Ein genauer Blick in die Abb. 2 zeigt auch in der Vergangenheit ähnlich verzögerte Reaktionen. Auch 2007 sank die Zinsbelastung der Unternehmen parallel zu den Zinsanhebungen. Erst als das Zinsplateau erreicht war, explodierten die Zinsbelastungen (und triggerten eine Rezession). Auch bis 1996 sank die Zinsbelastung mit steigenden Leitzinsen. Als dann Zinserhöhungen ausgesetzt wurden, genügten wenige Zinsschritte um die Finanzierungskonditionen dramatisch zu verschlechtern und die Dot.Com-Blase zu entladen.

Die Entwicklung der Zinsaufwendungen ist eine nichtlineare Funktion. Die Dynamik der Zinsbelastungsentwicklung im Vorfeld der letzten beiden großen Marktkorrekturen (2000 + 2007) zeigt eine tickende Zeitbombe an!

Wenn Unternehmen in einem inflationären Umfeld ihre Preismacht erfolgreich durchsetzen und gleichzeitig auf Kreditkonditionen aus der Nullzinsphase zuükgreifen können, muss die Marktkapitalisierung steigen. Wie Nachhaltig diese Anpassung der Bewertung ist, sei dahingestellt.

Im Ergebnis sind Aktien so teuer, wie zuletzt 2008 (und davor 2001). Anleihen sind demgegenüber spot-billig.

Wegen der stark gestiegenen Leitzinsen in allen Industrieländern, außer Japan, ist eine Korrektur der Marktwerte von Aktien nur eine Frage der Zeit.
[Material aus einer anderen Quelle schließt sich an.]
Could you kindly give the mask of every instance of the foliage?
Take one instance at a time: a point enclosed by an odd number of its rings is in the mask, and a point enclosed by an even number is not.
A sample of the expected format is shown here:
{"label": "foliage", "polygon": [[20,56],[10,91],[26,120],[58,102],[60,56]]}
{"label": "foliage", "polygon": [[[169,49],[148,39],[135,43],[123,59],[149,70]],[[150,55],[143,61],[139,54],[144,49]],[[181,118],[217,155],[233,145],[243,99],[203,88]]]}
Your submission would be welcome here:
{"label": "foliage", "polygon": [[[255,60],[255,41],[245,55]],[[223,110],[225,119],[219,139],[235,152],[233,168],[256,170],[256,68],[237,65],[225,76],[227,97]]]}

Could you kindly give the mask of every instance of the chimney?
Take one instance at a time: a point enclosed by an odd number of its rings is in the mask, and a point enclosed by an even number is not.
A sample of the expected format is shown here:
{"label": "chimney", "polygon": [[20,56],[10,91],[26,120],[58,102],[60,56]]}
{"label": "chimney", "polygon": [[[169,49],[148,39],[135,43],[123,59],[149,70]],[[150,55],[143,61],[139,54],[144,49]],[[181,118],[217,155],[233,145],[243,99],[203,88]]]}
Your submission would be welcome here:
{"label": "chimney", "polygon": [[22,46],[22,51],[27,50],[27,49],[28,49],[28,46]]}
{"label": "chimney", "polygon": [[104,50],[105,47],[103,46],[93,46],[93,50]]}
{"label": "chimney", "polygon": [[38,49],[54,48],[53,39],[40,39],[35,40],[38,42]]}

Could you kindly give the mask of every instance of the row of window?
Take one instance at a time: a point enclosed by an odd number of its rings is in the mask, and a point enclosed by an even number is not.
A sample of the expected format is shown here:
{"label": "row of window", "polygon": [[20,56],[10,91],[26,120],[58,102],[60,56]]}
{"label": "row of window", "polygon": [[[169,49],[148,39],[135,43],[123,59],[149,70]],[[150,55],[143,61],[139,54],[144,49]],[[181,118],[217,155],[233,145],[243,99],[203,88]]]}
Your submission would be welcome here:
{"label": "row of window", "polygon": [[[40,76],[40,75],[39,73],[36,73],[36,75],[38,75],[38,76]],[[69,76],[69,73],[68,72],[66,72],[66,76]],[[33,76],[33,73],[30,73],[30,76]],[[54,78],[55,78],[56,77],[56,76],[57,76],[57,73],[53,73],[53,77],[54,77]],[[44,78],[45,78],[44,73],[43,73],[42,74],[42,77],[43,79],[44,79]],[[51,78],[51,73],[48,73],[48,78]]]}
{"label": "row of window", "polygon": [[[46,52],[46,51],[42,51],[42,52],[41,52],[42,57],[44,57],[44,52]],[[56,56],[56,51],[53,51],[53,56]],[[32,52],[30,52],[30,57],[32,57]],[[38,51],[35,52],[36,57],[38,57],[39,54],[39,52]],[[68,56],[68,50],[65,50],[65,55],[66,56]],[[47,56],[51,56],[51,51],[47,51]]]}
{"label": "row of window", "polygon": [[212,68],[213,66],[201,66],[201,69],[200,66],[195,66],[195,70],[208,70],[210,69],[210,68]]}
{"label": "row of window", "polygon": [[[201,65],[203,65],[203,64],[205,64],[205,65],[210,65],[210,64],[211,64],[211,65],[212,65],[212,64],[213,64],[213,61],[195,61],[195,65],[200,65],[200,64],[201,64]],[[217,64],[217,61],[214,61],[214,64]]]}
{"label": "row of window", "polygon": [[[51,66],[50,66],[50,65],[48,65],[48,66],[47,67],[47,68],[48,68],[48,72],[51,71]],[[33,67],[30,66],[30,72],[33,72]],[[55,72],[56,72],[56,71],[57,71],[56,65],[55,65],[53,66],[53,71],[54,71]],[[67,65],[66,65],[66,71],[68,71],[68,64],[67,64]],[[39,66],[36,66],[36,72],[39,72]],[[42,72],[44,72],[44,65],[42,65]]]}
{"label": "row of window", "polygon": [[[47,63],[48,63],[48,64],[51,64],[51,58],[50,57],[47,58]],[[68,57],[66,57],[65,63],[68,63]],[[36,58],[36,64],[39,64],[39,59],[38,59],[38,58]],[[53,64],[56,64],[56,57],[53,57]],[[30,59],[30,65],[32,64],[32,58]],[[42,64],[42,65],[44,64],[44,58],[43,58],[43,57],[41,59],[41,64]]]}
Dies ist weiterhin das stärkste Argument gegen weiter steigende Aktienpreise.

Das charttechnische Kaufsignal beim EuroStoxx Index hat taktischen Charakter. Es könnte als Sommerrallye bis in den Herbst weitere Akteure in den Aktienmarkt ziehen.

Schaut man sich die Verteilung der Preisveränderungen am Aktienmarkt im August seit 1990 an, dann fallen neben großen Marktkorrekturen (-13,8 % in 2022, -10 % in 1997, -14,4 % in 1998 und -9,2 % in 2015 ) auch Jahre mit substanziellen Sommerrallyes ins Auge: +6,9 % in 1993, 4,9 % in 2012 und 5,2 % in 2009. Die Durchschnittsperformance im August beträgt -0,8 %.

Stillhalterstrategie profitiert

In der vergangenen Woche konnten vier Stillhalterpositionen vorzeitig geschlossen werden. Die Sociecte-Generale-Position wurde mit einem Ertrag von 14,8 % pa, der Fresenius-Put mit einem Ertrag von 16,2 % planmäßig beendet. Die TUI und Vonovia-Stillhalter erlösten selbst im aktuellen Marktumfeld noch Erträge oberhalb von 30 Prozent, jeweils gemessen am Kapitalbedarf einer entsprechenden Aktienposition. Die hohen Erträge sind Ergebnis der deutlich verkürzten Haltedauer. Alle Positionen wurden etwa zur Hälfte der planmäßigen Anlagedauer geschlossen.

Im Ergebnis verbleiben drei Positionen mit einer Fälligkeit im August: Salzgitter, Sims und die bereits mehrfach besprochene Lenzing.

Seit März hat der Handelsansatz eine Rendite von 20 % bezogen auf die benötigte Margin erwirtschaftet.

Wie in der letzten Woche angekündigt, sind wir nur gemäßigt offensiv im Sommerhandel unterwegs. Es ist geplant, eine Short-Call-Position mit der Commerzbank als Basiswert zu eröffnen. Bei der Vonovia gefällt uns das Chance-Risiko-Profil. Hier wollen wir einen Put und zusätzlich einen Call eröffnen. Wegen der aktuell niedrigen Volatilität erweitern wir die Laufzeiten der eröffneten Positionen. Ferner stellen wir die Orders zu uns attraktiv erscheinenden Konditionen in den Markt und warten geduldig, dass jemand zugreift.